To access the API remotely, Lotus needs to listen on the right IP/interface. The IP associated to each interface can be usually found with the command ip a. Once the right IP is known, it can be set in the configuration:

[API]
  ListenAddress = "/ip4/<EXTERNAL_INTERFACE_IP>/tcp/3453/http" # port is an example

  # Only relevant for lotus-miner
  RemoteListenAddress = "<EXTERNAL_IP_AS_SEEN_BY_OTHERS:<EXTERNAL_PORT_AS_SEEN_BY_OTHERS>"

0.0.0.0 can be used too. This is a wildcard that means “all interfaces”. Depending on the network setup, this may affect security (listening on the wrong, exposed interface).
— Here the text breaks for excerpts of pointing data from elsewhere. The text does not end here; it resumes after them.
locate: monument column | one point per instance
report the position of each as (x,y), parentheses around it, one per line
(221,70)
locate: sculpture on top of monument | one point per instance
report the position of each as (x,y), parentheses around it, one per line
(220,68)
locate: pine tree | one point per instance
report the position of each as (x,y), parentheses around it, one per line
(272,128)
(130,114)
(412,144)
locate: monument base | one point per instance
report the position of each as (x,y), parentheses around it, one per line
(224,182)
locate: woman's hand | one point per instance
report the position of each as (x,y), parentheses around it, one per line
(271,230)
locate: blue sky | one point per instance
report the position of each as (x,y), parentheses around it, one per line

After making these changes, please restart the affected process.

API tokens

Obtaining tokens

Any client wishing to talk to the API endpoints, exposed by either the Lotus Node or the Lotus Miner, will need a token. Tokens can be obtained as follows.

For the Lotus Node:

lotus auth create-token --perm <read,write,sign,admin>

For the Lotus Miner:

lotus-miner auth create-token --perm <read,write,sign,admin>

Note that the Lotus daemon and/or the Lotus Miner need to be running in the background!

Permissions

There are different permissions to choose from:

  • read - Read node state, no private data.
  • write - Write to local store / chain, and read permissions.
  • sign - Use private keys stored in wallet for signing, read and write permissions.
  • admin - Manage permissions, read, write, and sign permissions.

Default tokens

Notice how running lotus auth create-token is actually triggering a request to the API exposed by the Lotus daemon running in the background. This request is no different but the Lotus application (as client) is using a default pre-generated API token that is available locally and located in ~/.lotus/token.
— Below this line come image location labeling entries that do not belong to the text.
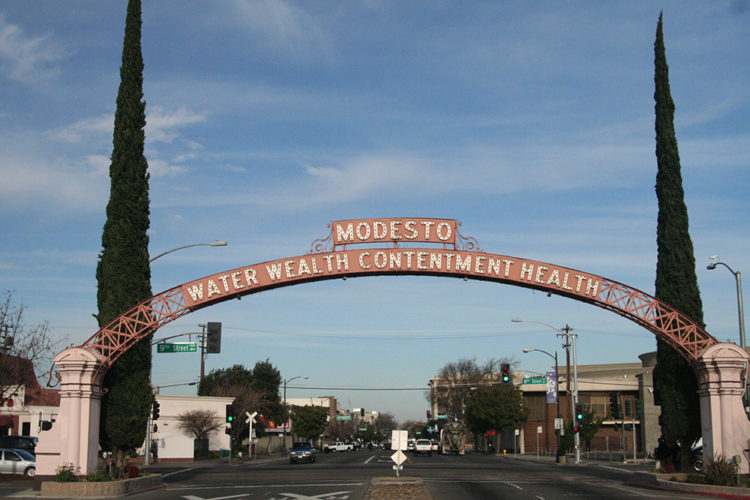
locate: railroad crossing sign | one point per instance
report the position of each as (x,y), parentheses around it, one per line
(398,457)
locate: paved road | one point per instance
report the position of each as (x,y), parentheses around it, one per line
(339,476)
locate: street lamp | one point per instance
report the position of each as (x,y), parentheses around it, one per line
(738,279)
(286,417)
(217,243)
(527,350)
(571,337)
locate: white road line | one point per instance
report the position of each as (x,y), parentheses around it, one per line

The same applies for lotus-miner.

API client libraries

API clients take care of the low-level details of making requests and handling responses and let you focus on writing code specific to your project. They can also translate between different programming languages. These Filecoin API clients are currently available:

Go JSON-RPC client

To use the Lotus Go client, the Go RPC-API library can be used to interact with the Lotus API node. This library was written by Lotus developers and it is used by Lotus itself.

If your Lotus instance is hosted remotely, ensure that you have enabled remote API access. You will need to obtain an API token.

  1. First, import the necessary Go module:

    go get github.com/filecoin-project/go-jsonrpc
    
  2. Create the following script:

    package main
    
    import (
        "context"
        "fmt"
        "log"
        "net/http"
    
        jsonrpc "github.com/filecoin-project/go-jsonrpc"
        lotusapi "github.com/filecoin-project/lotus/api"
    )
    
    func main() {
        authToken := "<value found in ~/.lotus/token>"
        headers := http.Header{"Authorization": []string{"Bearer " + authToken}}
        addr := "127.0.0.1:1234"
    
        var api lotusapi.FullNodeStruct
        closer, err := jsonrpc.NewMergeClient(context.Background(), "ws://"+addr+"/rpc/v0", "Filecoin", []interface{}{&api.Internal, &api.CommonStruct.Internal}, headers)
        if err != nil {
            log.Fatalf("connecting with lotus failed: %s", err)
        }
        defer closer()
    
           // Now you can call any API you're interested in.
        tipset, err := api.ChainHead(context.Background())
        if err != nil {
            log.Fatalf("calling chain head: %s", err)
        }
        fmt.Printf("Current chain head is: %s", tipset.String())
    }
    
  3. Run go mod init to setup your go.mod file.

  4. You should now to be able to interact with the Lotus API.